Equity Bank Uganda is ramping up its green financing agenda as part of a broader strategy to accelerate Uganda’s transition to clean and renewable energy, with a focus on making solar power, clean cooking systems, and other sustainable energy solutions more accessible to households, schools, farmers, and small businesses.
The move comes at a time when Uganda continues to face rising electricity costs, inconsistent grid access in some regions, and increasing environmental pressure linked to dependence on charcoal, firewood, and kerosene.
According to Virginia Semakula, Head of the Energy, Environment and Climate Change Pillar at Equity Bank Uganda, the biggest barrier to clean energy adoption remains the high upfront cost of installation.
“Many Ugandans want solar systems, clean cookstoves, and renewable energy solutions, but the initial costs remain too high for households and small businesses,” Semakula said.
She noted that while government tax exemptions on solar products have improved affordability, financing structures have not yet fully adapted to the long-term nature of renewable energy investments.
Traditional short-term loan products, typically structured over 12 months, she said, are often unsuitable for energy systems that require longer repayment periods to become affordable for end users.
“We need more flexible financing with lower interest rates and longer repayment periods. A 24-month repayment structure is far more practical for many customers,” she added.

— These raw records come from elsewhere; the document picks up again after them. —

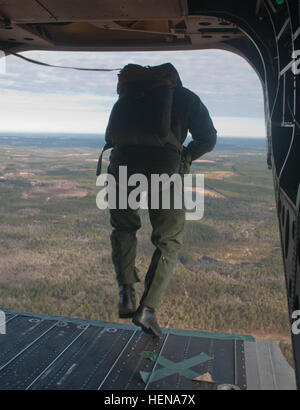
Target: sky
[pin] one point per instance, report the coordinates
(42, 99)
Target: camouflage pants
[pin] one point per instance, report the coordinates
(167, 236)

Expanding green financing products
To address these gaps, Equity Bank has introduced dedicated financing solutions such as Equi-Green Loans and Green Enterprise Financing, targeting households, SMEs, agribusinesses, schools, and commercial institutions investing in renewable energy technologies.
Under this model, the bank partners directly with renewable energy suppliers who install the systems, while Equity provides structured financing to end users, reducing entry barriers for customers.

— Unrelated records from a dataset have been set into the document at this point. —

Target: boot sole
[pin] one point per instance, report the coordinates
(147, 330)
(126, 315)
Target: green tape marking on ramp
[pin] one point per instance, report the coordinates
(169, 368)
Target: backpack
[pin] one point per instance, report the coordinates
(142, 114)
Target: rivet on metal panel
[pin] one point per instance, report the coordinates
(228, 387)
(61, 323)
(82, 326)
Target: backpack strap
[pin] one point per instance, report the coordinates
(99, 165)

The bank says this approach is helping households transition away from costly and environmentally harmful energy sources, while enabling businesses to reduce operational costs and improve productivity.

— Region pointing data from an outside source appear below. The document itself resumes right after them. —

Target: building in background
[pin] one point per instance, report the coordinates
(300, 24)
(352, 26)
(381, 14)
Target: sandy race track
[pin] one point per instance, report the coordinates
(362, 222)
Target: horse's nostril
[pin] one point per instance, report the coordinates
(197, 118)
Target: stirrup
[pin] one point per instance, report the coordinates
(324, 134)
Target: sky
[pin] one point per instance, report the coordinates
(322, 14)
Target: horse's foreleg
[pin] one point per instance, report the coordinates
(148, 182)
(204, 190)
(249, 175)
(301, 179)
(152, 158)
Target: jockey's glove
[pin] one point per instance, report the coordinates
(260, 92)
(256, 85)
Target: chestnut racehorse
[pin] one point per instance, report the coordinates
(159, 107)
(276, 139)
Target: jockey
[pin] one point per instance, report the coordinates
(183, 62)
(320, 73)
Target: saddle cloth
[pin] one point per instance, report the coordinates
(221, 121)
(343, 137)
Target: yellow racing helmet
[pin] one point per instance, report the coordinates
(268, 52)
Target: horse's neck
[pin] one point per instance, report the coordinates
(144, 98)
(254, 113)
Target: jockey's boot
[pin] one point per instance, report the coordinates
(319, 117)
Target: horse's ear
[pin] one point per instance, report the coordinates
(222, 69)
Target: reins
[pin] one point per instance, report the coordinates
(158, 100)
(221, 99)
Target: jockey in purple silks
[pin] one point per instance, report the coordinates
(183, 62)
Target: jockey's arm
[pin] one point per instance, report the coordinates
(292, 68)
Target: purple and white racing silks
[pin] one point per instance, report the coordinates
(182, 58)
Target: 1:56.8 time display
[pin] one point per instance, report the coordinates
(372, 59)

Results-Based Financing driving adoption
A central pillar of Equity Bank’s strategy is Results-Based Financing (RBF), a model increasingly used by development partners to ensure accountability and measurable impact in clean energy deployment.
Unlike traditional lending, RBF disburses incentives only after installations have been completed, operational, and independently verified.
“Results-Based Financing is not about promises. The systems must be installed, functional, and verified by an independent third party before any incentives are paid out,” Semakula explained.
Equity Bank has implemented several RBF initiatives in partnership with organisations such as GIZ-NDEF, supporting the rollout of solar energy systems and improved cookstoves in underserved communities.
Tangible impact across sectors
The bank reports growing evidence of impact across households, schools, and small enterprises.
In rural communities, families are increasingly shifting from charcoal and kerosene to cleaner cooking solutions, resulting in reduced fuel expenditure and improved indoor air quality.
Small businesses such as salons, retail shops, and agro-processors are also adopting solar systems to extend operating hours and reduce dependence on the national grid.
In the education sector, schools in off-grid and underserved areas—including districts such as Alebtong—have benefited from solar installations, enabling evening study sessions and improved learning conditions.
“In some schools, electricity access has changed everything. Students can study longer, enrollment has increased, and academic performance has improved,” Semakula noted.
Boosting Uganda’s renewable energy market
Equity Bank says its green financing strategy is also contributing to the growth of Uganda’s renewable energy ecosystem by attracting more solar companies, increasing competition, creating jobs, and gradually reducing technology costs.
Despite progress, the sector still faces perception challenges, with some financial institutions viewing renewable energy lending as high-risk due to concerns over repayment and system performance.
However, Equity Bank maintains that its data from RBF programmes demonstrates strong repayment rates and growing customer confidence, signalling commercial viability in the sector.
“There has always been concern that customers may not repay or that systems may fail, but the results are showing otherwise. Customers are paying, and adoption is growing,” Semakula said.
Expanding awareness and access
As part of its broader strategy, Equity Bank plans to roll out public awareness initiatives during Energy Month, including “Green Friday” activations where customers will interact directly with renewable energy technologies through demonstrations and exhibitions.
The bank is also expanding partnerships with renewable energy providers to widen customer choice, improve service quality, and enhance price competitiveness.
In addition, financial literacy programmes are being scaled up to educate Ugandans on selecting, financing, and effectively using clean energy solutions.
Long-term vision
Equity Bank says its long-term goal is to make renewable energy financing as accessible as everyday credit products such as school fees or boda boda loans.
“Our vision is a Uganda where every household and business can access clean energy without taking on unmanageable debt,” Semakula said.
The bank estimates that Uganda’s green financing ecosystem has the potential to unlock hundreds of millions of dollars in renewable energy investments as financing barriers continue to reduce.
For Equity Bank, clean energy is no longer only an environmental agenda but an economic necessity.
“Clean energy is about better health, lower costs, improved education, stronger businesses, and better livelihoods. That is the future we are financing,” Semakula added.